OBJECTIVE: To determine the molecular characteristics of human spermatogonia and optimize methods to enrich spermatogonial stem cells (SSCs). DESIGN: Laboratory study using human tissues. SETTING: Research institute. PATIENT(S): Healthy adult human testicular tissue. INTERVENTION(S): Human testicular tissue was fixed or digested with enzymes to produce a cell suspension. Human testis cells were fractionated by fluorescence-activated cell sorting (FACS) and magnetic-activated cell sorting (MACS). MAIN OUTCOME MEASURE(S): Immunostaining for selected markers, human-to-nude mouse xenotransplantation assay.
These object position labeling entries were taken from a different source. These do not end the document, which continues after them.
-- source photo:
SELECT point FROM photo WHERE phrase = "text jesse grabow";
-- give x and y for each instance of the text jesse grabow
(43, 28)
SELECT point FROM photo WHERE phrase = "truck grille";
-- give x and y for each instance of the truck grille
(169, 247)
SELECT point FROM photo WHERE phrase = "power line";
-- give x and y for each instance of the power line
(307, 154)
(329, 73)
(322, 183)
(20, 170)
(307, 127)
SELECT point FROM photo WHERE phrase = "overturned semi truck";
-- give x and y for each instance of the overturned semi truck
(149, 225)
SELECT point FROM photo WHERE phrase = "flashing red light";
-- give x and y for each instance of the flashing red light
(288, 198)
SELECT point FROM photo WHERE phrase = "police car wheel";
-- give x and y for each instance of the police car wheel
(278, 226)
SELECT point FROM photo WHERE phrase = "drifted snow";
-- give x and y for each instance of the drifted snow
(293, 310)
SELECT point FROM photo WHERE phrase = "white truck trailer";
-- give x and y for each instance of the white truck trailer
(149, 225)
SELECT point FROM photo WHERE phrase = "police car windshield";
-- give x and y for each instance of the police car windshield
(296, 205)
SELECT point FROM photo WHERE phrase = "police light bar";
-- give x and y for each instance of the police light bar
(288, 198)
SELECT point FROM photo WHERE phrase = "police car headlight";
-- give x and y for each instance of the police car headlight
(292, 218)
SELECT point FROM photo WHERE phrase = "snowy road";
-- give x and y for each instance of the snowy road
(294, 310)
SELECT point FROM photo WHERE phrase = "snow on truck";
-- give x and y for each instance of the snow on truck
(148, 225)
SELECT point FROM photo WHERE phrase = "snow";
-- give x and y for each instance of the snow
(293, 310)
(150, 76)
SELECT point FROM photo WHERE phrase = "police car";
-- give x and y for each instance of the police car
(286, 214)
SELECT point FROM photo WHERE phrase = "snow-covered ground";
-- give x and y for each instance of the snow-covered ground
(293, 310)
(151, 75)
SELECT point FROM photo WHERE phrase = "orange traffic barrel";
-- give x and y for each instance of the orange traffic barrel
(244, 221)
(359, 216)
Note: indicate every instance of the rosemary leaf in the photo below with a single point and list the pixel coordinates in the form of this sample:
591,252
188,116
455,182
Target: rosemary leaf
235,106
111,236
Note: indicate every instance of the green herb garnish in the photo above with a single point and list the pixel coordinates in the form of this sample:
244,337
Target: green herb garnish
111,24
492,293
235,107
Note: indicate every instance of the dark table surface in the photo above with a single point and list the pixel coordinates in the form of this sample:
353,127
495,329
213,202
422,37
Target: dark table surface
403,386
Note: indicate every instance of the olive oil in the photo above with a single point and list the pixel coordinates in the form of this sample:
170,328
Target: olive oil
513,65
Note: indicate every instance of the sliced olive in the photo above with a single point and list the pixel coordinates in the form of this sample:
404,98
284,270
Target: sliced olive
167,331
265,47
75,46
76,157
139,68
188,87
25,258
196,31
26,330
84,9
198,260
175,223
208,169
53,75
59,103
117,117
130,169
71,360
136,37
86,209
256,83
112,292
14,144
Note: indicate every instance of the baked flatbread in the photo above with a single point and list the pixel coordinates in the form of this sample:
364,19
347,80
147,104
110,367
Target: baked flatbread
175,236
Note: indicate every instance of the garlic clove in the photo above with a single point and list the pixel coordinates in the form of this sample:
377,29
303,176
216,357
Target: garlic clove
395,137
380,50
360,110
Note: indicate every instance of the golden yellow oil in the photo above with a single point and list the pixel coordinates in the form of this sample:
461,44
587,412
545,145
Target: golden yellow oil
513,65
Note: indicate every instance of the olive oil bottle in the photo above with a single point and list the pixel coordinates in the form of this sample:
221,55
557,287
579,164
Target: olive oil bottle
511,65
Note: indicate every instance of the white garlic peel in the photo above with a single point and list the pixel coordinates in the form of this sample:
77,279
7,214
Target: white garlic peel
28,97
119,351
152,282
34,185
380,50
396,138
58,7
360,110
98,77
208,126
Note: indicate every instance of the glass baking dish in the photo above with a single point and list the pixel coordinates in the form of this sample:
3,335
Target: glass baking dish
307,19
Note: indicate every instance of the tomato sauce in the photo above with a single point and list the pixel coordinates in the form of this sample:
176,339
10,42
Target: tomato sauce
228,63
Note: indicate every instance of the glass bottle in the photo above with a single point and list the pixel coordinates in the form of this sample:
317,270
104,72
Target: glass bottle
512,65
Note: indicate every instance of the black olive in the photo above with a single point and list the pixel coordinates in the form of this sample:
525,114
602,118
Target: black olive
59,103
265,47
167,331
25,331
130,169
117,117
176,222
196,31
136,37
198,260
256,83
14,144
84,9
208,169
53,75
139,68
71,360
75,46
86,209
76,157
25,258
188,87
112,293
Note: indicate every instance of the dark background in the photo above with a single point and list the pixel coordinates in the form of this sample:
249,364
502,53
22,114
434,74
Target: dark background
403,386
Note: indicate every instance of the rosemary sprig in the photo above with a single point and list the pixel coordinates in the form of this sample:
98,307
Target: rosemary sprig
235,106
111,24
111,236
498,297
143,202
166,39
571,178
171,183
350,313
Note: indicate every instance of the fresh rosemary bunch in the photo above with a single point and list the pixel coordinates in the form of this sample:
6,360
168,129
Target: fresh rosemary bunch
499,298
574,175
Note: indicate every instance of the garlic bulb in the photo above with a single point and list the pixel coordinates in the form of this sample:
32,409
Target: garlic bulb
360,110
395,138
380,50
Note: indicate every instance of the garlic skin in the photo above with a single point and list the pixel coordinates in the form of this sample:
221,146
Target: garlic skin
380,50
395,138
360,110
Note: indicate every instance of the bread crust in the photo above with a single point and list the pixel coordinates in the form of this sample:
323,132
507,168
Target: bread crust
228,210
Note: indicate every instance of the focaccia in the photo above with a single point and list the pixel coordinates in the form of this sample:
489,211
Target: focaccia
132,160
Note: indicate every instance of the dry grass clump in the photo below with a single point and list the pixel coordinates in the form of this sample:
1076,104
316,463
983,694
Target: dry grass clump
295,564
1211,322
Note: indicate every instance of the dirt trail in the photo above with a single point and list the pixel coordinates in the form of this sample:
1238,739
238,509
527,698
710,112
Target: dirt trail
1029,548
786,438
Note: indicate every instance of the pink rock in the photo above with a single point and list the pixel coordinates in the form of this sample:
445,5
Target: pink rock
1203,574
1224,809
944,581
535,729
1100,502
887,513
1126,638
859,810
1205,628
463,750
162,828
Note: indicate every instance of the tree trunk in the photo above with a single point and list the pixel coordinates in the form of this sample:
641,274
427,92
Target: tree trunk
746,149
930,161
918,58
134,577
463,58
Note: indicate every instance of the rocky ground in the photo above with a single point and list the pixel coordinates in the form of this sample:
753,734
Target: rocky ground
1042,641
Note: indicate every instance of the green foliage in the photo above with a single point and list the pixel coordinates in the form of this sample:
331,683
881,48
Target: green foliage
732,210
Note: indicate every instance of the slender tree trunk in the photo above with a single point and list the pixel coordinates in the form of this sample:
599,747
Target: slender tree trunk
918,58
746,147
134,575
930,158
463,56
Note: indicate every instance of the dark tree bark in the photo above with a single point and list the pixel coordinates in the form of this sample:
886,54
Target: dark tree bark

RESULT(S): Immunohistochemistry costaining revealed the relative expression patterns of SALL4, UTF1, ZBTB16, UCHL1, and ENO2 in human undifferentiated spermatogonia as well as the extent of overlap with the differentiation marker KIT. Whole mount analyses revealed that human undifferentiated spermatogonia (UCHL1+) were typically arranged in clones of one to four cells whereas differentiated spermatogonia (KIT+) were typically arranged in clones of eight or more cells. The ratio of undifferentiated-to-differentiated spermatogonia is greater in humans than in rodents. The SSC colonizing activity was enriched in the THY1dim and ITGA6+ fractions of human testes sorted by FACS. ITGA6 was effective for sorting human SSCs by MACS; THY1 and EPCAM were not. CONCLUSION(S): Human spermatogonial differentiation correlates with increased clone size and onset of KIT expression, similar to rodents. The undifferentiated-to-differentiated developmental dynamics in human spermatogonia is different than rodents. THY1, ITGA6, and EPCAM can be used to enrich human SSC colonizing activity by FACS, but only ITGA6 is amenable to high throughput sorting by MACS.

Spermatogonial stem cell transplantation into rhesus testes regenerates spermatogenesis producing functional sperm.

Spermatogonial stem cells (SSCs) maintain spermatogenesis throughout a man's life and may have application for treating some cases of male infertility, including those caused by chemotherapy before puberty. We performed autologous and allogeneic SSC transplantations into the testes of 18 adult and 5 prepubertal recipient macaques that were rendered infertile with alkylating chemotherapy. After autologous transplant, the donor genotype from lentivirus-marked SSCs was evident in the ejaculated sperm of 9/12 adult and 3/5 prepubertal recipients after they reached maturity. Allogeneic transplant led to donor-recipient chimerism in sperm from 2/6 adult recipients. Ejaculated sperm from one recipient transplanted with allogeneic donor SSCs were injected into 85 rhesus oocytes via intracytoplasmic sperm injection. Eighty-one oocytes were fertilized, producing embryos ranging from four-cell to blastocyst with donor paternal origin confirmed in 7/81 embryos. This demonstration of functional donor spermatogenesis following SSC transplantation in primates is an important milestone for informed clinical translation.